Caching and Hot Data

How a query-first system avoids turning every read into a cold object-store fetch.

By Part 3, the architecture has reached a useful but incomplete state:

data is written in columnar form
object storage holds the durable truth
a transaction layer defines consistent table snapshots

That solves durability and table correctness.

It does not solve serving latency by itself.

Object storage is a strong system of record, but it is still a cold medium relative to memory and local disk. If every dashboard refresh, tenant query, or filter operation has to fetch metadata and data files from remote object storage, the user pays for that distance every time.

That is why caching becomes unavoidable in a query-first design. Not as a decorative optimization, but as part of the actual serving architecture.

The core question in this chapter is:

What data should stay hot, in what form, for which class of read?

That question is more subtle than "put recent files in RAM."

It forces the system to decide:

what gets cached
where it gets cached
who the cache is serving
what is allowed to evict what

Why Object Storage Alone Is Too Cold

Object storage works very well for:

cheap durability
large-scale retention
immutable file storage
broad compatibility with analytical engines

It works less well for:

repeated low-latency reads of the same hot subset
bursty dashboard traffic
high query fan-out over recent data
workloads that reopen the same metadata and files again and again

The problem is not only bandwidth. It is the combined cost of:

request latency
request count
file-open overhead
repeated metadata resolution
remote reads for data that was just read moments ago

If the last hour of telemetry is queried constantly, then repeatedly pulling it from object storage is a bad use of both time and money.

Cold-only serving path

query
  |
  v
SQL engine
  |
  v
table metadata lookup
  |
  v
remote object-store GETs
  |
  v
decode / scan
  |
  v
result

That path is correct. It is often not fast enough.

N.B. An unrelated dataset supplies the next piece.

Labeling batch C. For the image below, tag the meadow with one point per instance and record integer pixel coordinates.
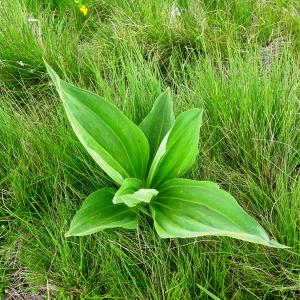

Caching Is Not a Second Source of Truth

Before discussing cache types, one rule matters:

the cache is a serving layer, not the system of record.

That means:

object storage plus table metadata remains authoritative
cache contents may be stale, partial, or evictable
recovery must not depend on the cache surviving
correctness comes from snapshot semantics, not cache presence

This distinction keeps the design clean.

If the cache starts behaving like hidden durable state, the system inherits the complexity of a second persistence layer without the correctness guarantees of one.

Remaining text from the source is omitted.